01 / WEB-AUDIO / 2026-05-18
Ask Michael
EXPERIMENTAL: chat with AI Michael. Matched sentences play the real YouTube clip; the rest synthesize in his cloned voice.
// why this exists
real-clip retrieval against Michael's YouTube archive plus voice-cloned fallback
How it works
// 01 DPI and pixel density
The pipeline runs in three pieces. (1) scripts/transcribe-youtube-archive.mjs walks src/data/youtube-videos.ts, downloads audio via yt-dlp, runs whisper.cpp small.en, and writes data/transcripts/<videoId>.json with sentence-level timings. (2) scripts/embed-transcripts.mjs reads those files, calls OpenAI text-embedding-3-small per sentence, and upserts into the michael_transcript_embeddings table with an HNSW cosine index. (3) At runtime the widget hits /api/ask-michael for the streamed reply, splits the response into sentences, and fires /api/ask-michael/search-clip for each one. Matches above 0.78 cosine similarity render as deep-linked YouTube clips; the rest get a "play synthesized voice" button that proxies through /api/ask-michael/tts to ElevenLabs.
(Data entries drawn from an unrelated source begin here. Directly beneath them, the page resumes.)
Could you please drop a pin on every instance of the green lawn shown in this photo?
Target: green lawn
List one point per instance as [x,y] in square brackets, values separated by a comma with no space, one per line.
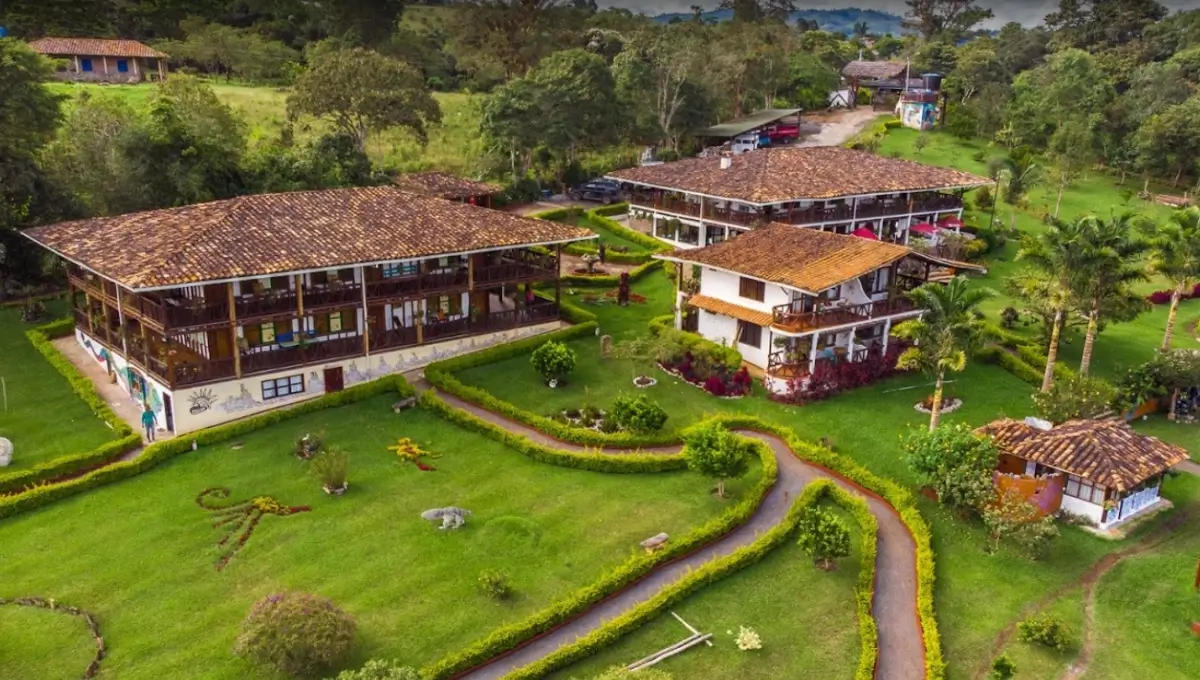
[45,419]
[804,617]
[455,145]
[141,553]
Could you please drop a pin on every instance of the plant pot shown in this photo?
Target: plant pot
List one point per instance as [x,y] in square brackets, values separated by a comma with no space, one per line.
[339,491]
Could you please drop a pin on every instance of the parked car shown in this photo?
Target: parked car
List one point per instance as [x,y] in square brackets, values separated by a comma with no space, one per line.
[604,191]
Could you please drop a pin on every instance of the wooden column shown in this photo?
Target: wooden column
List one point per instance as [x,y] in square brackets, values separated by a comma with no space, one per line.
[366,314]
[233,332]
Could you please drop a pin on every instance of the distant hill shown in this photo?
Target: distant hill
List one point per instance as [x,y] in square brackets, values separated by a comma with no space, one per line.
[833,20]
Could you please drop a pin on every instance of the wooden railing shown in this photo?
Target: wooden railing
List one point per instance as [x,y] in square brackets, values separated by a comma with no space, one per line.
[790,317]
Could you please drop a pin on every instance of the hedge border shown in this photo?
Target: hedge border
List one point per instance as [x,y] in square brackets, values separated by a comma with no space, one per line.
[162,451]
[107,452]
[511,636]
[721,567]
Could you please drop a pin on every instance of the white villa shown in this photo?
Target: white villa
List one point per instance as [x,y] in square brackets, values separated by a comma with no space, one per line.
[1102,470]
[700,202]
[790,299]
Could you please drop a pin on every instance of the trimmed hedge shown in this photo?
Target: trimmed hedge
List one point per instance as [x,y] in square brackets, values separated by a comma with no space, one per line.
[618,626]
[162,451]
[635,567]
[126,439]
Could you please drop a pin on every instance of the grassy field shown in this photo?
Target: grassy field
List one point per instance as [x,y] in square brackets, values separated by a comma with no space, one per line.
[455,145]
[45,420]
[141,554]
[784,599]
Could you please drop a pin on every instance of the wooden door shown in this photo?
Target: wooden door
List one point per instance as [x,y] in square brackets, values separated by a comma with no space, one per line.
[334,379]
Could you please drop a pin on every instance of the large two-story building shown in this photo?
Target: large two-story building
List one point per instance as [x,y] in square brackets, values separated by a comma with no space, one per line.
[216,311]
[700,202]
[791,299]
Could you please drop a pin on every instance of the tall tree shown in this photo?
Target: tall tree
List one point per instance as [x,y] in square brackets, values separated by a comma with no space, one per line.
[945,332]
[1056,257]
[1111,264]
[363,92]
[1175,254]
[943,19]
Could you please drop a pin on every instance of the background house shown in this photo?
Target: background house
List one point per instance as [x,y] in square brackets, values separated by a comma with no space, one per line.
[95,60]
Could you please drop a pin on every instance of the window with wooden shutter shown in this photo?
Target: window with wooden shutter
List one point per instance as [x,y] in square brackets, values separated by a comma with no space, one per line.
[750,334]
[751,289]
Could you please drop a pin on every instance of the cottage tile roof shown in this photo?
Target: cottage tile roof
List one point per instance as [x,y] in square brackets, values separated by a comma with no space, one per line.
[875,70]
[276,233]
[797,257]
[1105,452]
[798,173]
[444,185]
[94,47]
[730,310]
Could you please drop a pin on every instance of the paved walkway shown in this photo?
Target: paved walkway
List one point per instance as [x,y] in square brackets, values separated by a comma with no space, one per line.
[901,651]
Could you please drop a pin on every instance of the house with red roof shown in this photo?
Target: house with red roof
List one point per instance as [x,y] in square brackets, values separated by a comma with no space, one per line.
[99,60]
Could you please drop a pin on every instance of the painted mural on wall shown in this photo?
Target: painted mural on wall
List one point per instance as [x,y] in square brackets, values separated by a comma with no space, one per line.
[223,402]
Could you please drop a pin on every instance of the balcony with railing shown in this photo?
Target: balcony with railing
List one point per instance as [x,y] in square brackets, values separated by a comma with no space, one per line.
[793,318]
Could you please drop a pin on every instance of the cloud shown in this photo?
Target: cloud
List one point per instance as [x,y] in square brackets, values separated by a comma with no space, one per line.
[1029,12]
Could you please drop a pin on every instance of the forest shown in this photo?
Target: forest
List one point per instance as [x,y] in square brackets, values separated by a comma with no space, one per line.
[545,92]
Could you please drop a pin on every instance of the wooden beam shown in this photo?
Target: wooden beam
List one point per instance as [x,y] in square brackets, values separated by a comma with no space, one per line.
[233,331]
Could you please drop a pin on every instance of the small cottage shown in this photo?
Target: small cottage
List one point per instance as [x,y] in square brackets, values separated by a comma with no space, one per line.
[1102,470]
[96,60]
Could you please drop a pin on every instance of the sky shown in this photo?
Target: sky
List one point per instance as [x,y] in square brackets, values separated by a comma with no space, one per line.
[1029,12]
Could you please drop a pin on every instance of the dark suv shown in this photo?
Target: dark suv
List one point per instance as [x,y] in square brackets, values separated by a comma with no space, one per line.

Phase 1 of the TTS-with-clip-matching experiment. Ask AI Michael any question about the work, the stack, or the build process. Claude Haiku streams the reply. Each completed sentence in the response is embedded and run against an index of every sentence Michael has ever said on YouTube (149 videos, sentence-level transcripts, OpenAI text-embedding-3-small, pgvector cosine similarity). When a sentence matches a real clip with high confidence, the widget links straight to the YouTube moment instead of synthesizing. When it does not, ElevenLabs synthesizes the sentence in Michael's cloned voice on demand.
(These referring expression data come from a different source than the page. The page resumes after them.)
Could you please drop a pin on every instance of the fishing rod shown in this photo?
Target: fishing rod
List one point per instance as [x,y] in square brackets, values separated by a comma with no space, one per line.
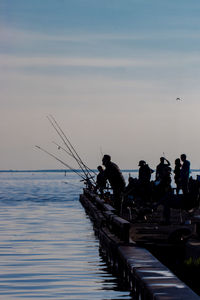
[69,153]
[69,146]
[62,162]
[60,147]
[74,152]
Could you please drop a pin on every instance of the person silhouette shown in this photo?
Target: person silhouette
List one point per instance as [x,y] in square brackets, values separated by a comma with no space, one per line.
[116,180]
[185,173]
[177,175]
[101,180]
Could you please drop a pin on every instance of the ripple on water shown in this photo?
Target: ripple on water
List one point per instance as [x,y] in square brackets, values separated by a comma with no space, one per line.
[47,246]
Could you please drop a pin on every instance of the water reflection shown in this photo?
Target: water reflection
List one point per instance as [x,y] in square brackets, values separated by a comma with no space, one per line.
[48,249]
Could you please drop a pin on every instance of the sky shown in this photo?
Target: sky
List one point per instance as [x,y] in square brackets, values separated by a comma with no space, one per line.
[109,71]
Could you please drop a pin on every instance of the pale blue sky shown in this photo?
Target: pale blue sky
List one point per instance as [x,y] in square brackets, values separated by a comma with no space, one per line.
[109,71]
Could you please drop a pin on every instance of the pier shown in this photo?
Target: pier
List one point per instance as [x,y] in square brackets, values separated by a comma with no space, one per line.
[146,277]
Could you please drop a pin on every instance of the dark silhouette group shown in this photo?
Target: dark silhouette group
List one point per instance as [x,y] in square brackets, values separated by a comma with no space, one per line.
[147,191]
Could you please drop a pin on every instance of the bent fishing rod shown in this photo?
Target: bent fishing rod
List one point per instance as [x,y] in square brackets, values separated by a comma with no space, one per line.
[70,147]
[62,162]
[69,153]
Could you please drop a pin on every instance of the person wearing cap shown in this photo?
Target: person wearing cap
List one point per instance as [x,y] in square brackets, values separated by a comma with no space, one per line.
[185,173]
[144,180]
[144,172]
[163,175]
[114,176]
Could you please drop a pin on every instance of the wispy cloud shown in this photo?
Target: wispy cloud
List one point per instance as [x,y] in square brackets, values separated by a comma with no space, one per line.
[166,60]
[9,34]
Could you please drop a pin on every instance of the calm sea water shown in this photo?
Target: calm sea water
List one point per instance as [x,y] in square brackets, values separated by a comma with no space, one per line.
[48,249]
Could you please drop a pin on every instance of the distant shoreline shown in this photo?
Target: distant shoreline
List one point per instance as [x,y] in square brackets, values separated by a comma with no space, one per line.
[67,171]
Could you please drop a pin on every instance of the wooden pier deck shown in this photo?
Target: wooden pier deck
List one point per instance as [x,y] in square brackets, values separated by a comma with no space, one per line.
[125,247]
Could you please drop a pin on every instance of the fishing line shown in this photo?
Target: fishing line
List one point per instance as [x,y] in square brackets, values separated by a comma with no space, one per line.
[62,162]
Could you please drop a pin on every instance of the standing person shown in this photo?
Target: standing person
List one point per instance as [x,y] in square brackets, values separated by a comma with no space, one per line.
[177,175]
[144,180]
[101,180]
[185,173]
[162,168]
[116,180]
[163,175]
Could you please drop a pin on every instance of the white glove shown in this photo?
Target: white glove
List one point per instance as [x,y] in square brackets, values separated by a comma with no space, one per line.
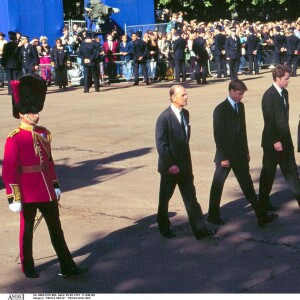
[58,193]
[15,207]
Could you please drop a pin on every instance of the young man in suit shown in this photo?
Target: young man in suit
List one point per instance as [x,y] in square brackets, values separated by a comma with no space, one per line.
[11,60]
[139,56]
[110,48]
[172,136]
[89,54]
[277,142]
[232,153]
[125,56]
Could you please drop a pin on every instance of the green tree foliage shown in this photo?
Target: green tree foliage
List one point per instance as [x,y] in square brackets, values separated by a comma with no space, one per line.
[244,9]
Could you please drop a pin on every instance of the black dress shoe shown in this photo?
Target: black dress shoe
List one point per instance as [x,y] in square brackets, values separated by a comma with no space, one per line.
[72,272]
[271,207]
[266,219]
[31,274]
[200,235]
[167,233]
[217,221]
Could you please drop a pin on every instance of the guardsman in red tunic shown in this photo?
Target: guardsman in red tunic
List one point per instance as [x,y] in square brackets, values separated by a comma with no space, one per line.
[29,175]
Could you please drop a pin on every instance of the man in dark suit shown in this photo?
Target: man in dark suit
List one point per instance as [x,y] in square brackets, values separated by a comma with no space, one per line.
[110,48]
[139,56]
[125,56]
[277,142]
[292,51]
[179,47]
[252,45]
[232,153]
[279,41]
[233,51]
[199,48]
[11,60]
[89,54]
[219,51]
[175,165]
[29,56]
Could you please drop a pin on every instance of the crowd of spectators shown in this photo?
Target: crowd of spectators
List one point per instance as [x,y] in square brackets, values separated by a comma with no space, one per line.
[115,51]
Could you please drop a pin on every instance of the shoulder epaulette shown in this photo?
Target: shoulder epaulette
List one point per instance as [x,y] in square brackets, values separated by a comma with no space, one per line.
[49,136]
[14,132]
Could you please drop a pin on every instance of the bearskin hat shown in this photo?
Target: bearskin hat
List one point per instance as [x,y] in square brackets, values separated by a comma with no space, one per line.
[28,94]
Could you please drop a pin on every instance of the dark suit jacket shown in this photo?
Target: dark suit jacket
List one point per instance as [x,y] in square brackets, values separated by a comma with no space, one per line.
[230,132]
[127,48]
[252,43]
[139,48]
[29,56]
[276,120]
[59,58]
[10,56]
[292,44]
[172,144]
[179,46]
[279,42]
[109,52]
[199,48]
[89,51]
[233,48]
[219,42]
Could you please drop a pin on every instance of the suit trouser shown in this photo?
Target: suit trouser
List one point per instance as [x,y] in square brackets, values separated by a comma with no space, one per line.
[188,192]
[89,72]
[179,65]
[50,213]
[289,169]
[234,64]
[221,65]
[240,168]
[144,70]
[253,60]
[12,74]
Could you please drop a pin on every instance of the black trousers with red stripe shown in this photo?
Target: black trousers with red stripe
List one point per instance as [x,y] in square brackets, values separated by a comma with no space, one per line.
[50,213]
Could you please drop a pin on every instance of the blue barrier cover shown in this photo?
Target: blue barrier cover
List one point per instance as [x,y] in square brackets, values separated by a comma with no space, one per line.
[33,18]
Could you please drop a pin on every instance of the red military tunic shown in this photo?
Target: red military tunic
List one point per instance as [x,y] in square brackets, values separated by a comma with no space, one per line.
[28,168]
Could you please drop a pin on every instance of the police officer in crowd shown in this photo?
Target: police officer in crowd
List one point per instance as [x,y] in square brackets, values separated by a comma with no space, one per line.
[11,60]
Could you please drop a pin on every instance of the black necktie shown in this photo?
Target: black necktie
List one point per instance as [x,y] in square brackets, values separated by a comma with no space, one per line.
[236,108]
[182,122]
[282,96]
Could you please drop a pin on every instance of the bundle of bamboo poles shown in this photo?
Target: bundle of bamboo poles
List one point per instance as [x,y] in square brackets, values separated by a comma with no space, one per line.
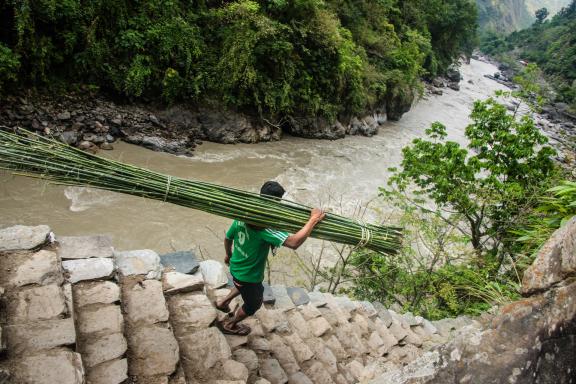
[27,154]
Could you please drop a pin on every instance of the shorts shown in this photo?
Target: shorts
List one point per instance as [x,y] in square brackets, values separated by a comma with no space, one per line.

Frequently asked questions
Why match against real clips at all?
Synthetic voice is convincing but it is not the real moment. When AI Michael says something he has actually said, the real clip is more honest and more interesting than the synth.
What is the matching threshold?
Cosine similarity above 0.78 against text-embedding-3-small. Tuned conservatively so close-but-not-quite matches fall through to TTS rather than misattributing a clip.
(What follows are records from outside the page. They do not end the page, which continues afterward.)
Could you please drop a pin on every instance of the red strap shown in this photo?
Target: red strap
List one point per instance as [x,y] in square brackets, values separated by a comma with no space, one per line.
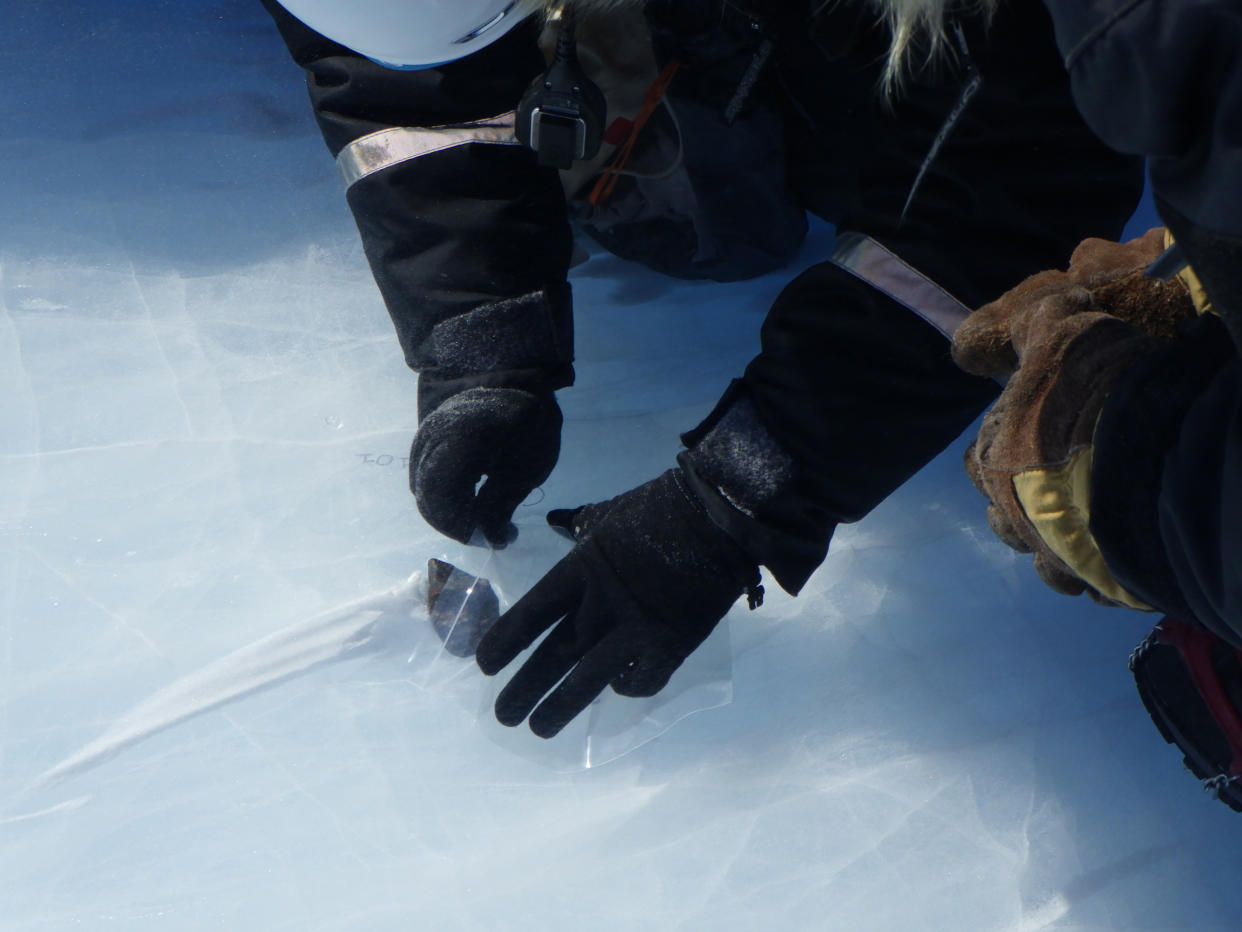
[607,179]
[1195,646]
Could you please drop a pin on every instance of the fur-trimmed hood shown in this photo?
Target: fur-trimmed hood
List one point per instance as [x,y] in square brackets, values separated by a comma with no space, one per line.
[909,21]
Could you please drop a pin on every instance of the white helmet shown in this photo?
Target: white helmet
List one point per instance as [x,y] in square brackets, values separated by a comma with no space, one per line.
[411,34]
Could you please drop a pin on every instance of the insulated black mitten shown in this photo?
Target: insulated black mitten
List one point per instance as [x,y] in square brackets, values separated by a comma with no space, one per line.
[648,579]
[509,436]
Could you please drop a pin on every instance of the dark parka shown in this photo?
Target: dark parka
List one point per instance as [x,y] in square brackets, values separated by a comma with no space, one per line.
[851,393]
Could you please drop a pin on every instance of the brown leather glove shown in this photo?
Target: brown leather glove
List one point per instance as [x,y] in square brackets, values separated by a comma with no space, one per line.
[1061,339]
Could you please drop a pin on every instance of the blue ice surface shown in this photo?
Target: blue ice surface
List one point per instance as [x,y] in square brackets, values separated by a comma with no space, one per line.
[205,415]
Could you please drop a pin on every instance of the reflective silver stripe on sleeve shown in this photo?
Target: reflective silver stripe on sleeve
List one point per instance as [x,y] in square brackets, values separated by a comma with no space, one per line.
[381,149]
[888,272]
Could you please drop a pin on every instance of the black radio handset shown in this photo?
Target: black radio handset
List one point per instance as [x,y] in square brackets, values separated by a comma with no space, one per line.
[562,114]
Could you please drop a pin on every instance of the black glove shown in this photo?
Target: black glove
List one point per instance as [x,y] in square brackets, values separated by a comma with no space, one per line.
[512,436]
[650,578]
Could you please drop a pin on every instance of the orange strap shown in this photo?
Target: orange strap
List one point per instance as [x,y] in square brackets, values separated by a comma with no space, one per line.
[607,179]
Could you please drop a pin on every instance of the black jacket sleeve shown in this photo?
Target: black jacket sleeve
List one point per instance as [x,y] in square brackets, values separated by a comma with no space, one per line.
[468,245]
[1164,80]
[852,393]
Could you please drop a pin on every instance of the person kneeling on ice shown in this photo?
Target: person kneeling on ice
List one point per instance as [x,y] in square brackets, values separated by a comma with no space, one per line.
[944,142]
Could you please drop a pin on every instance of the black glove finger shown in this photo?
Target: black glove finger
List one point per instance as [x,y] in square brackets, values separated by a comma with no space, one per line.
[442,481]
[548,602]
[650,674]
[493,508]
[544,669]
[584,684]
Where do the transcripts come from?
Whisper.cpp small.en running locally on Michael's machine. The transcripts live in data/transcripts/ as plain JSON, regenerated when new videos publish.
What about voice consent?
The cloned voice is Michael's own, cloned through ElevenLabs on his own account using his own audio. No other voices, no impersonation.
Why EXPERIMENTAL?
The infrastructure is built; the index is still small while transcription catches up. Expect rough edges until the archive is fully indexed and the threshold is tuned per category.